新聖地でイス取り合戦!? 阪神・吉竹春樹チーフ野手兼打撃コーチ(47)が19日、所用のため甲子園球場を訪れ、第一期工事後に行われる無観客試合(3月12日=巨人戦、13日=中日戦)で、ベンチでの首脳陣の“配置”を決める考えを示した。
「監督は前列左端でいいですか?」「いや、ちょっと右にずれた方がええなあ」「じゃあ、ひとつずつ、横に動きましょうか」…。そんな会話を交わしながら、首脳陣が右往左往? 3月12日からの巨人、中日との無観客試合2連戦。静かなスタンドとは対照的に、ベンチ内で己の居場所を賭けた? 熱き戦いが繰り広げられる。
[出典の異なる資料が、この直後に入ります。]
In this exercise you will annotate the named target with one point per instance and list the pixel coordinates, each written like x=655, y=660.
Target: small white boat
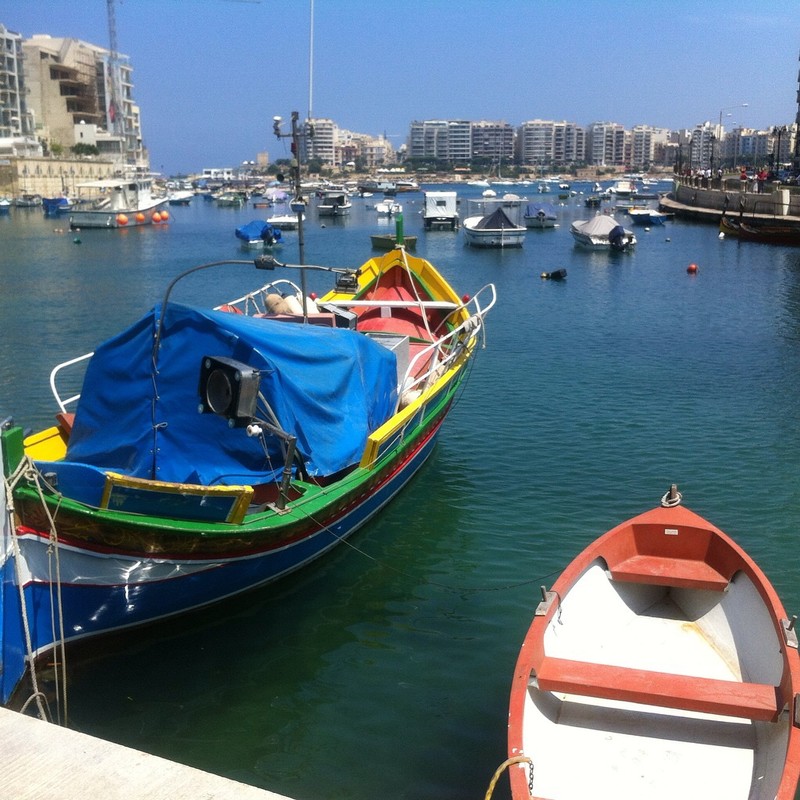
x=180, y=197
x=602, y=232
x=540, y=215
x=117, y=203
x=647, y=216
x=661, y=665
x=285, y=222
x=493, y=230
x=623, y=188
x=333, y=203
x=440, y=210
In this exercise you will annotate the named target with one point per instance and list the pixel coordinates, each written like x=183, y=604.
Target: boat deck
x=651, y=688
x=46, y=761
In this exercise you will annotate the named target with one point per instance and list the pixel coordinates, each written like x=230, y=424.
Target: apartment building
x=540, y=142
x=78, y=93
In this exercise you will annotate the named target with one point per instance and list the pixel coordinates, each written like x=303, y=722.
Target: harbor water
x=384, y=669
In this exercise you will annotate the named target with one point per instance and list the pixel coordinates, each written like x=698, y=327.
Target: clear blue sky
x=209, y=75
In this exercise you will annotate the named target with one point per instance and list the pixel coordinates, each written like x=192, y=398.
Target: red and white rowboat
x=661, y=665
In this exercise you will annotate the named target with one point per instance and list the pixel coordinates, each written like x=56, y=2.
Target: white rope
x=28, y=470
x=9, y=484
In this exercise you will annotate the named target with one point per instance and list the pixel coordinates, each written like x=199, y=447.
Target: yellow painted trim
x=46, y=445
x=389, y=428
x=237, y=512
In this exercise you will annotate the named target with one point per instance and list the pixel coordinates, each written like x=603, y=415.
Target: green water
x=384, y=669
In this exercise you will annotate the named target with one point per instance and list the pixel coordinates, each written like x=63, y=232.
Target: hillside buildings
x=64, y=96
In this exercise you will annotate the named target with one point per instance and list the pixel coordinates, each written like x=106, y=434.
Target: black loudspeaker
x=228, y=388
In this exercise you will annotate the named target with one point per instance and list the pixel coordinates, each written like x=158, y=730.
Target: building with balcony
x=70, y=84
x=605, y=145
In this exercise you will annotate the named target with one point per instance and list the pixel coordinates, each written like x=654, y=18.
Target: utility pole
x=298, y=203
x=116, y=105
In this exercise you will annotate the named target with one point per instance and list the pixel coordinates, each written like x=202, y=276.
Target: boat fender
x=292, y=304
x=275, y=304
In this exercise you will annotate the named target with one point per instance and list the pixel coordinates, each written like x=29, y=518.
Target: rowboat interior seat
x=753, y=701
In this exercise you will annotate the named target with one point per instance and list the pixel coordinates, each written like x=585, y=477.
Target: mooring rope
x=9, y=484
x=26, y=470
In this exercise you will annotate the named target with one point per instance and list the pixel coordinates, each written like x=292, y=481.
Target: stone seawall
x=727, y=196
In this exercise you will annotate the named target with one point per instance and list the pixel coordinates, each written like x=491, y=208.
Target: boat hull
x=658, y=648
x=143, y=549
x=492, y=237
x=126, y=218
x=765, y=233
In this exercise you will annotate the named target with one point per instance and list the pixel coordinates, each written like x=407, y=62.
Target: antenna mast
x=311, y=62
x=116, y=107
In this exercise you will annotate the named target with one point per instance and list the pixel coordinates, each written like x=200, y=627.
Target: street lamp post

「それ(狭くなったファウルグラウンド)よりもベンチですよ。位置が少し前になって幅も広がる。誰がどこで見るのかを決めたい。まず監督がどこに立つかがある。無観客試合のときに確認することになるでしょう」 吉竹コーチはベンチ改造に伴う“席替え”を明言した。昨年10月からの第一期工事で内野席エリアが改修され、両軍ベンチと観客席最前列が5メートル前にせり出す。それにより、ベンチからの視野だけでなく、グラウンドからの見え方も変わる。
相手投手のクセを探す打撃コーチはマウンドが見やすいように、野手に守備位置の指示を与える守備走塁コーチは各ポジションから見えるように。各担当分野によって位置取りの修正が必要だ。コーチがベンチ内で分散することが、ベストの配置になることも考えられる。
「ギリギリまで工事をしているので、内装は未定です。ベンチ内は2列になると思いますが、まだ調整中で試合で初めて分かることになるかも」と球団関係者。ちなみに昨季まではベンチに向かって右が岡田監督の指定席で、コーチがその周囲にいた。さて今年は?。席取り合戦の行方が、新聖地での戦法を左右するかも…。